The upshot is that we now have a country with two incompatible cultures. One is our traditional, Western, Christian culture. The other is the counter-culture of the 1960s, which was and remains largely a culture of instant gratification. The cultural Marxism of the Frankfurt School created that counter-culture and still provides its ideological justification. As currently structured, our political system is not able to create a situation where these two hostile cultures can live together. That means we are headed toward large-scale 4GW on our own soil and probably a failure of the American state.

This is not an outcome any conservative, or anyone with a shred of prudence, can desire. We only need look at places like Syria to see why.

Fortunately, our political system has a latent component which, if activated, could enable our two cultures to live together in one American state. That latent component is federalism.

The authors and ratifiers of our Constitution never imagined that life would be the same in all states. In their time, life in Massachusetts or New York was very different from life in Virginia or South Carolina. Had they been told the government they were creating would use all its power to force life to become the same in every state, they would have been appalled. We would have remained a confederation.

That earlier federalism can be revived. The federal government can allow states once again to be different. In some states, such as Massachusetts or California, the counter-culture and cultural Marxism will be the norm. In other states like Ohio or Alabama the old culture will prevail. Individual Americans can move to a state that reflects their preferred culture. But all states will still be part of one country, united for foreign affairs, defense, and commerce.

The red/blue map of the last election, when shown by county, raises a further possible federalism. Donald Trump carried more than 90% of all counties. The cultural Marxists and their beneficiaries are concentrated in the big cities.

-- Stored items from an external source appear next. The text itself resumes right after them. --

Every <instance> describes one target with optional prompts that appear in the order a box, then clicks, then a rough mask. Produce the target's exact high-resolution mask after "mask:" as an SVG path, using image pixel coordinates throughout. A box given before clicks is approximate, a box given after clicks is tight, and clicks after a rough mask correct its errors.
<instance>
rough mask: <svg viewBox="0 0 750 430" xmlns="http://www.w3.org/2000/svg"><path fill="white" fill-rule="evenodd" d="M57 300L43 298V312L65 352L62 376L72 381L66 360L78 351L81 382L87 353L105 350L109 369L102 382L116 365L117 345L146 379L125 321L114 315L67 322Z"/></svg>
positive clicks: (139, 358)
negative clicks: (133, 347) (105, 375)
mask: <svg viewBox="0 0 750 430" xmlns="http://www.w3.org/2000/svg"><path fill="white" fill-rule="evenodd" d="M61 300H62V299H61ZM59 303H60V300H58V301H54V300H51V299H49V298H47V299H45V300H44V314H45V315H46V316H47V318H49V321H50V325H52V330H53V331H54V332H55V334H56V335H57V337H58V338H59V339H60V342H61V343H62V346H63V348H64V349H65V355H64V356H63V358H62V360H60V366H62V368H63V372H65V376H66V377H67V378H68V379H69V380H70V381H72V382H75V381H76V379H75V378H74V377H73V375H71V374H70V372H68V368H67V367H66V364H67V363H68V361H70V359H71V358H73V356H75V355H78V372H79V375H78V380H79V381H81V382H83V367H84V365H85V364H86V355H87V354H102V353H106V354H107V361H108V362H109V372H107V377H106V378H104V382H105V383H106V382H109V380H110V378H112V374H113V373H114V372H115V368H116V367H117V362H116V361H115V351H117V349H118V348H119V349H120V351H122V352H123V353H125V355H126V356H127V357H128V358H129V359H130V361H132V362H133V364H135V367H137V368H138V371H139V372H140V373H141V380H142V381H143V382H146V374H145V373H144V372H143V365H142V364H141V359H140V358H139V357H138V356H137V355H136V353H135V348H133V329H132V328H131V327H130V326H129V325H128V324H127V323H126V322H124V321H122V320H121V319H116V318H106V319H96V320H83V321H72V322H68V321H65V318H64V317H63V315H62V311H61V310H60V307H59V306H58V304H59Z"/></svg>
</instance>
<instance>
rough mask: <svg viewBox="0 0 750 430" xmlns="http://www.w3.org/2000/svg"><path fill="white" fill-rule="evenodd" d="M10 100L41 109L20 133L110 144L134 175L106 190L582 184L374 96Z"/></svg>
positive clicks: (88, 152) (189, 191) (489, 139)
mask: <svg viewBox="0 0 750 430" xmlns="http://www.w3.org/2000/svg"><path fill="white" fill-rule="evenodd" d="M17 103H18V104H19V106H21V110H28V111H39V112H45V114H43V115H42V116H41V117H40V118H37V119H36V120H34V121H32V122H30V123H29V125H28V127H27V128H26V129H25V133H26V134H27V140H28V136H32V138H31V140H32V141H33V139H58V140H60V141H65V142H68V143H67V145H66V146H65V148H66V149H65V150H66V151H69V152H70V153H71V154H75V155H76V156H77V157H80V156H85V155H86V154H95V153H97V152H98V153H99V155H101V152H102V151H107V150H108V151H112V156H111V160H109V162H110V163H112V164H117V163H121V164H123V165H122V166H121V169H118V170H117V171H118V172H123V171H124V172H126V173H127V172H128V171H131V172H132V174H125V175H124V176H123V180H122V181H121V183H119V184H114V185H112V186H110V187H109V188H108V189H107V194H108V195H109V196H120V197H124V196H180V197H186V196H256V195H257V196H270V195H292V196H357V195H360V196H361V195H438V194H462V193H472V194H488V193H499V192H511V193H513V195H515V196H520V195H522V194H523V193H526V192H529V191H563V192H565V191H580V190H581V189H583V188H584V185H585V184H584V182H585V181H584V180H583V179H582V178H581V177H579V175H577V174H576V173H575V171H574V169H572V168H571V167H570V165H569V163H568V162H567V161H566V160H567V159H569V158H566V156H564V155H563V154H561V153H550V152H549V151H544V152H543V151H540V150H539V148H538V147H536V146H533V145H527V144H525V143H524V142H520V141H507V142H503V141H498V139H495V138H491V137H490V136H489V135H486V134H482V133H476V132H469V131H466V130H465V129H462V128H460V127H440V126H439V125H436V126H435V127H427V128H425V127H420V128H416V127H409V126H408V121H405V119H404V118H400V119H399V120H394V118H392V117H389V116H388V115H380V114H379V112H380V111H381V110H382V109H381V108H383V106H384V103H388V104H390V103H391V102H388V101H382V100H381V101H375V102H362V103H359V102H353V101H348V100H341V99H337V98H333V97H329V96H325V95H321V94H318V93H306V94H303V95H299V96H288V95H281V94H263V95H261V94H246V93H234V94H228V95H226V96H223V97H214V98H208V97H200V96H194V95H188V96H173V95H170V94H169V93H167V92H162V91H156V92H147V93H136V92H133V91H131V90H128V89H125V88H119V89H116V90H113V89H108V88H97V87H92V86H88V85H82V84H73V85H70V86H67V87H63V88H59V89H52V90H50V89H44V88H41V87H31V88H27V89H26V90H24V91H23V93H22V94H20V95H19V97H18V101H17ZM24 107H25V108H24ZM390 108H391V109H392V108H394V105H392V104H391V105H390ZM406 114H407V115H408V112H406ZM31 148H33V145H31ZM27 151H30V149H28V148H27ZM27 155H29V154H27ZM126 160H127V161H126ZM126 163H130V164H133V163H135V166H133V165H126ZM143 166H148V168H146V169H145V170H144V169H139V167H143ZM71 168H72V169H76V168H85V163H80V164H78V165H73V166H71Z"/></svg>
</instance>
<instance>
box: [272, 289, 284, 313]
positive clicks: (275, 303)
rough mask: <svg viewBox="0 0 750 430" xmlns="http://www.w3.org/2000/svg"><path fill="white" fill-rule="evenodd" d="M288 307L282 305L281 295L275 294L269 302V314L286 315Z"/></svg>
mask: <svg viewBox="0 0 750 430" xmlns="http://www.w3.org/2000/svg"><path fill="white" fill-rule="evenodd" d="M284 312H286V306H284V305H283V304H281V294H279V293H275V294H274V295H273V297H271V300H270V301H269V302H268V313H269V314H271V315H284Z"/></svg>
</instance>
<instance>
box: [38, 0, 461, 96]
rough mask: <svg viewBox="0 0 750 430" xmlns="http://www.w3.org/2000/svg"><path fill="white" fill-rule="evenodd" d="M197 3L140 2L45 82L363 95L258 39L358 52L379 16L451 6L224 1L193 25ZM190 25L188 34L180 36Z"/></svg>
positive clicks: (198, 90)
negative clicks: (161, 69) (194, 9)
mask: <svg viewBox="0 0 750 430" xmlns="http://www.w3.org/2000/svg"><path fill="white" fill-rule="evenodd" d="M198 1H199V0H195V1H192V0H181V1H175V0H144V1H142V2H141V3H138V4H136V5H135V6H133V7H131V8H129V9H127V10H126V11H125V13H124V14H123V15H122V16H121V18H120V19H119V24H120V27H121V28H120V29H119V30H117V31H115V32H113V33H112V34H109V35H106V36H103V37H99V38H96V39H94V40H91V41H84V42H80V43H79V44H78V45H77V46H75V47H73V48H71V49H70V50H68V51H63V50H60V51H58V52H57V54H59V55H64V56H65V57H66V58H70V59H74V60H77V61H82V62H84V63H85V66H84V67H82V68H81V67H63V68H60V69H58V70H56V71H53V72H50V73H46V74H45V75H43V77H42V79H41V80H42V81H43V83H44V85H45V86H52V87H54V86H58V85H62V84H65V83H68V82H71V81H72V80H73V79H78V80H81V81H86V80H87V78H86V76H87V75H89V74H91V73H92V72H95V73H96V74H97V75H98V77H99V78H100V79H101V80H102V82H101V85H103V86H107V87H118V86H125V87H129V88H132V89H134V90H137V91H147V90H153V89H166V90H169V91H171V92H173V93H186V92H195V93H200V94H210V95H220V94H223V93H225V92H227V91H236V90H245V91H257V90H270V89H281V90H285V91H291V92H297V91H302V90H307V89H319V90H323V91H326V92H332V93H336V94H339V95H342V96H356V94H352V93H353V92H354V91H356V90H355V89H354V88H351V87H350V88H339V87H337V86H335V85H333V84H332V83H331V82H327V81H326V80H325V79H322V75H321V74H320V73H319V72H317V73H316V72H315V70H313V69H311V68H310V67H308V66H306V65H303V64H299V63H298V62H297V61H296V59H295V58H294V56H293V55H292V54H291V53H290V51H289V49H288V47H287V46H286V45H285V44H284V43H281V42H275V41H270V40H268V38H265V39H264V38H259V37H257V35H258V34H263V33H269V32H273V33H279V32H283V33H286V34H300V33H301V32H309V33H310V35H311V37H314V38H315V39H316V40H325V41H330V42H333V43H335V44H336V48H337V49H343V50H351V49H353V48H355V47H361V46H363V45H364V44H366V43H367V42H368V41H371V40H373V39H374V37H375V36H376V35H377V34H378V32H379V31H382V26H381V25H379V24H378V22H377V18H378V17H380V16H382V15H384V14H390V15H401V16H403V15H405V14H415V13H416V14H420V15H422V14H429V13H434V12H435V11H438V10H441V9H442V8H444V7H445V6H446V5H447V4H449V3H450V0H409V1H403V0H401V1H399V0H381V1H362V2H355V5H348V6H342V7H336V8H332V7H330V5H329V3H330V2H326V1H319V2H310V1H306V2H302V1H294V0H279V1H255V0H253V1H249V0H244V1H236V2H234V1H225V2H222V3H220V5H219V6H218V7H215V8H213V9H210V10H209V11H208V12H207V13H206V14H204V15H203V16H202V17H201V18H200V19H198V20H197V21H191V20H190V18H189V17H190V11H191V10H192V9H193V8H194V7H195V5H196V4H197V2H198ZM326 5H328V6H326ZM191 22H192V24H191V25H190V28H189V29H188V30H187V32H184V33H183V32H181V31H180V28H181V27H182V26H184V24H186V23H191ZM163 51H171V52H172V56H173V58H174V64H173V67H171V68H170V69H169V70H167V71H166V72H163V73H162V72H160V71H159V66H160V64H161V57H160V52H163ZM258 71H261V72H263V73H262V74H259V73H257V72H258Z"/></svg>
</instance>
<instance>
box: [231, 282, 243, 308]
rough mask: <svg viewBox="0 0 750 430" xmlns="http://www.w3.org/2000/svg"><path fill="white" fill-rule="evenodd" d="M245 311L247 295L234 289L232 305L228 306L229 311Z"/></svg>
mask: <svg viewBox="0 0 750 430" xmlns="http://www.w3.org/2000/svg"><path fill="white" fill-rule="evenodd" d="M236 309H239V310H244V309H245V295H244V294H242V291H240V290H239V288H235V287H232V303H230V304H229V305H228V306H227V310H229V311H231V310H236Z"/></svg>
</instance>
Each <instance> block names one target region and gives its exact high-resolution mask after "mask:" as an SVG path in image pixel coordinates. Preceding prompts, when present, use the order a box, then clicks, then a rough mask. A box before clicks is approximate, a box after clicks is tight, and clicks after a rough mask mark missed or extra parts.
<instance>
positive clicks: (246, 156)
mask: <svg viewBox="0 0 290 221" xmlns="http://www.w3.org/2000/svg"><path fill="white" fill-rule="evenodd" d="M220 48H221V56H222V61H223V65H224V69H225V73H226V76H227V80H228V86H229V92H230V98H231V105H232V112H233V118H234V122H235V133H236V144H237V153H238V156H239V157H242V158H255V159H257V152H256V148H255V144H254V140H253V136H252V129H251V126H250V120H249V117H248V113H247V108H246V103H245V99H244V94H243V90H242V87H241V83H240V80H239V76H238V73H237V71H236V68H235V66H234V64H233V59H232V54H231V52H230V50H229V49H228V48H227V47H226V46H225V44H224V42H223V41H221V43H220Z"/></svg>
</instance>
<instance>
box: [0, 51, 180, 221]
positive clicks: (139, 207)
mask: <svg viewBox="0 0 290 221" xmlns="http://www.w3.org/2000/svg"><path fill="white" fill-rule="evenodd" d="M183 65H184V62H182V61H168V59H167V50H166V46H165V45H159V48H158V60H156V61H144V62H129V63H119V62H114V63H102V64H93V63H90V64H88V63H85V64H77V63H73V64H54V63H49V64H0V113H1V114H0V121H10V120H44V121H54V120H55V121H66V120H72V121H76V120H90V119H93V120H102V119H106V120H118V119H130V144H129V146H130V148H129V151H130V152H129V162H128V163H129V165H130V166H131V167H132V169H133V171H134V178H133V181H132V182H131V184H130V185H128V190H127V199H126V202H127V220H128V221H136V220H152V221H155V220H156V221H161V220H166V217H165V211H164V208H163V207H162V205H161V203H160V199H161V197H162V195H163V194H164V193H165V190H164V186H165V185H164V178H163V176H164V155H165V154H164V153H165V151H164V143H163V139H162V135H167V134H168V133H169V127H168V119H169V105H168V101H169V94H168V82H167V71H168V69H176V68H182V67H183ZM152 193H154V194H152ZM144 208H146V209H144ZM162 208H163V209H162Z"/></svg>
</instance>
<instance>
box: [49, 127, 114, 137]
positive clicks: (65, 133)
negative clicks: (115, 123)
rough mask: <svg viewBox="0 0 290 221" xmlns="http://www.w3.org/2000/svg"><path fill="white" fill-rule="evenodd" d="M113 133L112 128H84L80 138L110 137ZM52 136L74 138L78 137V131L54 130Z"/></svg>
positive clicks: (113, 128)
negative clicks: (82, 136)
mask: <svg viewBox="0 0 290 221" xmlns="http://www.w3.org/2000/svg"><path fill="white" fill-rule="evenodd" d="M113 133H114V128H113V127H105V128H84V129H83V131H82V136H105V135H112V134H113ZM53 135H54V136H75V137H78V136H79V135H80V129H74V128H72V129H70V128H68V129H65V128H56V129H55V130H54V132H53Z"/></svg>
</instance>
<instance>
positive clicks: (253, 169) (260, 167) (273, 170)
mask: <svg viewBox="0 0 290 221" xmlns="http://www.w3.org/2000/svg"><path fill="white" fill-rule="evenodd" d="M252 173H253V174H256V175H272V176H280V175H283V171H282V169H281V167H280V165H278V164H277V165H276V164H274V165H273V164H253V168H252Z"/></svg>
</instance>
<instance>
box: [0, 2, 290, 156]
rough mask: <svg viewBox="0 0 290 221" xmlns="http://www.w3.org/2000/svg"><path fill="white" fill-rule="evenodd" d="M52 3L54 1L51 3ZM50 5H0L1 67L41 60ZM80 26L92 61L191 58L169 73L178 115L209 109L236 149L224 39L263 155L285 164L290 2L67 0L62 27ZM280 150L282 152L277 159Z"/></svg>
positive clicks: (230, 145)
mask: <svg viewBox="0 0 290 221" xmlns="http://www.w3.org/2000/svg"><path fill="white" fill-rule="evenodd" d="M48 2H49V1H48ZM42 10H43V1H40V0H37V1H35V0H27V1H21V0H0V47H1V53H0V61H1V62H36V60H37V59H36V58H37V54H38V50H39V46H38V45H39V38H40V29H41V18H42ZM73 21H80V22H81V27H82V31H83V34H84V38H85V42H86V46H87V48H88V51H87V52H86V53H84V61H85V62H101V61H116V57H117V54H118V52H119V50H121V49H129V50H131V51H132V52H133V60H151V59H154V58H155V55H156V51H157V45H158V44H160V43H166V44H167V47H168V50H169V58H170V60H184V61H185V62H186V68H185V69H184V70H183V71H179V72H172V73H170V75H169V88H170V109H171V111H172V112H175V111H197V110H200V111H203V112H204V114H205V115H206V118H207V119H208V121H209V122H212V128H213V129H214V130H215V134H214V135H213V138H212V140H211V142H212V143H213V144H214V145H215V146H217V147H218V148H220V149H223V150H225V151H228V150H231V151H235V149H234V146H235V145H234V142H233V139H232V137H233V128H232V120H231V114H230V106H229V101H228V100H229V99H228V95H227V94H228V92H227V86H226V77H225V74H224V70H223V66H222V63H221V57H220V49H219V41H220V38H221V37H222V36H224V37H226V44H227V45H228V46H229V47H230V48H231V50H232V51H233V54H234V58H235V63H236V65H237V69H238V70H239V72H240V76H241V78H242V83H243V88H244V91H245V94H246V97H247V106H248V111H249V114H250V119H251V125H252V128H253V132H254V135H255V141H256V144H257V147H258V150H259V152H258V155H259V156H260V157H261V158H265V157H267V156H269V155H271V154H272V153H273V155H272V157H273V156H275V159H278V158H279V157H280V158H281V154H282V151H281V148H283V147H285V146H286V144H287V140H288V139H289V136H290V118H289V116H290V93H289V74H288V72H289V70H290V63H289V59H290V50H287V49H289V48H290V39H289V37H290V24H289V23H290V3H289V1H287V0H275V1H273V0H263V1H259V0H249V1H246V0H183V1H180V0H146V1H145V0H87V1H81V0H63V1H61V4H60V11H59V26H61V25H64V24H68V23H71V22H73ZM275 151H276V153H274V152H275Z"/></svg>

We might therefore want to introduce something very old: free cities. Hard Leftist cities–Portland, Oregon for example–in culturally traditional states might be allowed to secede from their state and become a free city. They would belong to no state. They would not be represented in the U.S. Senate, but could elect members of the House. Given their high population density, this would tend to create red Senates and blue Houses. In a country where federal government efforts to impose one or the other culture are likely to lead toward break-up, the inability to get extreme measures through both houses of Congress might be a good thing.

Both approaches to federalism would require Constitutional amendments. But if traditionalists and cultural Marxists can agree that large-scale Fourth Generation war on American soil is a bad thing, they should be able to cooperate on passing such amendments. However much we disagree on political, cultural, and moral questions, we do share a common interest in avoiding war in our common home.